JAKARTA, KOMPAS.com - Menteri Dalam Negeri Tjahjo Kumolo menilai munculnya calon tunggal di tujuh daerah yang akan mengikuti pemilihan kepala daerah serentak 2017 merupakan hal yang tak bisa dihindari.
Fenomena calon tunggal juga sebelumnya pernah terjadi dalam pemilihan kepala daerah serentak 2015 lalu.
"Hanya pada 2015 cuma tiga daerah, ini lebih banyak," kata Tjahjo di Kompleks Istana Kepresidenan, Jakarta, Jumat (30/9/2016).
Mendagri mengatakan, KPU akan memperpanjang pendaftaran di tujuh daerah yang hanya memiliki satu pasangan calon itu.
Namun, apabila sudah diperpanjang tak ada calon lain yang mendaftar, maka hal itu juga tidak menjadi masalah.
Sebab, lanjut dia, sudah ada putusan Mahkamah Konstitusi yang mengizinkan daerah dengan calon tunggal untuk tetap menggelar Pilkada.
Nantinya, masyarakat cukup memilih setuju atau tidak setuju dengan calon tunggal itu di kertas suara.

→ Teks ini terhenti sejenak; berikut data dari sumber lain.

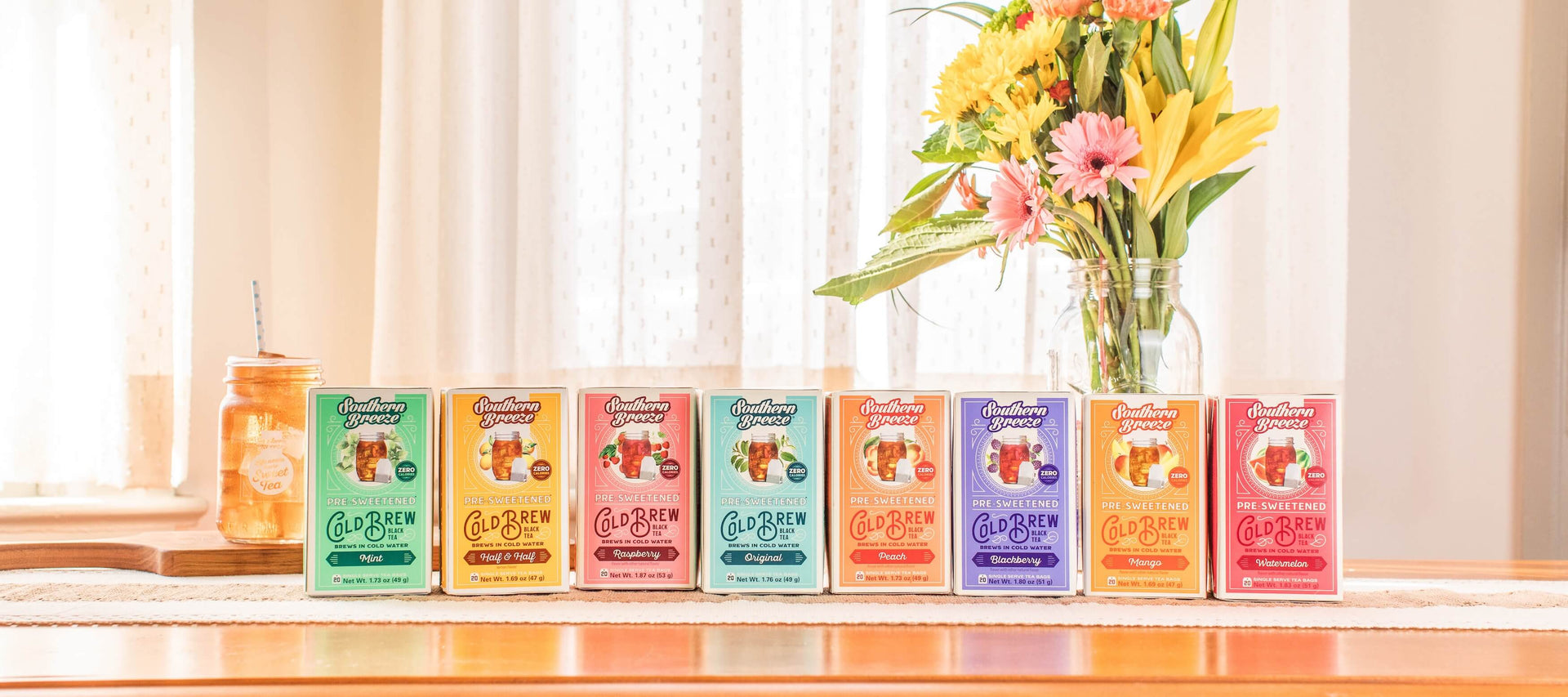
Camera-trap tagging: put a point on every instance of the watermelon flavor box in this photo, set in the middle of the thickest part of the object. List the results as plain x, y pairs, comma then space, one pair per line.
1276, 498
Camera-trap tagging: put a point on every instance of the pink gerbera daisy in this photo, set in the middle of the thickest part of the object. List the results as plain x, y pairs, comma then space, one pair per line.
1019, 206
1094, 151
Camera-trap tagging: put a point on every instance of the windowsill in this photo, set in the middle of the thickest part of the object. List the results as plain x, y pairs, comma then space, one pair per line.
66, 517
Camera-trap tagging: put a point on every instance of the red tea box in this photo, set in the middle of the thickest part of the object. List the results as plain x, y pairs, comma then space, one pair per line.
1276, 498
637, 492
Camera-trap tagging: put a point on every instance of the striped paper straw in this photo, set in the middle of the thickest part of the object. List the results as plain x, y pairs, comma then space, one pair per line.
256, 311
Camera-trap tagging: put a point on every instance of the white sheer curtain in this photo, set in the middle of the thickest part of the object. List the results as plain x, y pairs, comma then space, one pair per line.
95, 244
647, 192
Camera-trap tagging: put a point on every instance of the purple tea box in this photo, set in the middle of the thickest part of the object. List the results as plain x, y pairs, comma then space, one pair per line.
1015, 494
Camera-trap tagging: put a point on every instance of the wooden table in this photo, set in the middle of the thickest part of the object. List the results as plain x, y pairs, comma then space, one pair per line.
480, 659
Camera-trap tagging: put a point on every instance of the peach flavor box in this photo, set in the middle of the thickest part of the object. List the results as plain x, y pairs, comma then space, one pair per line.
1276, 498
1145, 526
637, 489
889, 494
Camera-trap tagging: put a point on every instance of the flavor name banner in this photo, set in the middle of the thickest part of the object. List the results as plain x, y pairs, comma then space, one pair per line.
891, 503
1276, 498
637, 489
504, 492
1145, 495
369, 490
1015, 501
763, 492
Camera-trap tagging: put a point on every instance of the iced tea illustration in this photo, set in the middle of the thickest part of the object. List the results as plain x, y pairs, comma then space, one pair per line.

Putusan itu dikeluarkan MK pada pilkada serentak 2015 lalu sebagai solusi bagi tiga daerah yang hanya memiliki satu pasangan calon.
"Seharusnya sudah tak jadi perdebatan setelah ada putusan MK itu," kata Tjahjo.
Mendagri pun mengaku tak masalah jika aturan MK yang mengizinkan calon tunggal itu justru dimanfaatkan petahana untuk memborong sebanyak-banyaknya kursi partai politik.
Pada pilkada 2017 ini, empat dari tujuh daerah dengan calon tunggal tak bisa mengakomodasi tambahan pasangan calon karena kursi tersisa tak cukup.
"Enggak ada masalah, mungkin itu bagian straregi parpol," kata dia.
Dari hasil olah data Jaringan Pendidikan Pemilih untuk Rakyat (JPPR), di Kabupaten Tambrauw, Papua Barat, petahana Gabriel Asem menggandeng Mesak Metusala yang didukung 19 kursi dari total 20 kursi DPRD.
Di Tulang Bawang Barat, duet petahana Umar Ahmad dan Fauzi Hasan menyapu bersih dukungan partai dengan mengantongi 30 kursi DPRD.
Di Landak, putri Gubernur Kalimantan Barat, Karolin Margret Natasa, menggandeng petahana Herculanus Heriadi merebut 34 dari 35 kursi DPRD.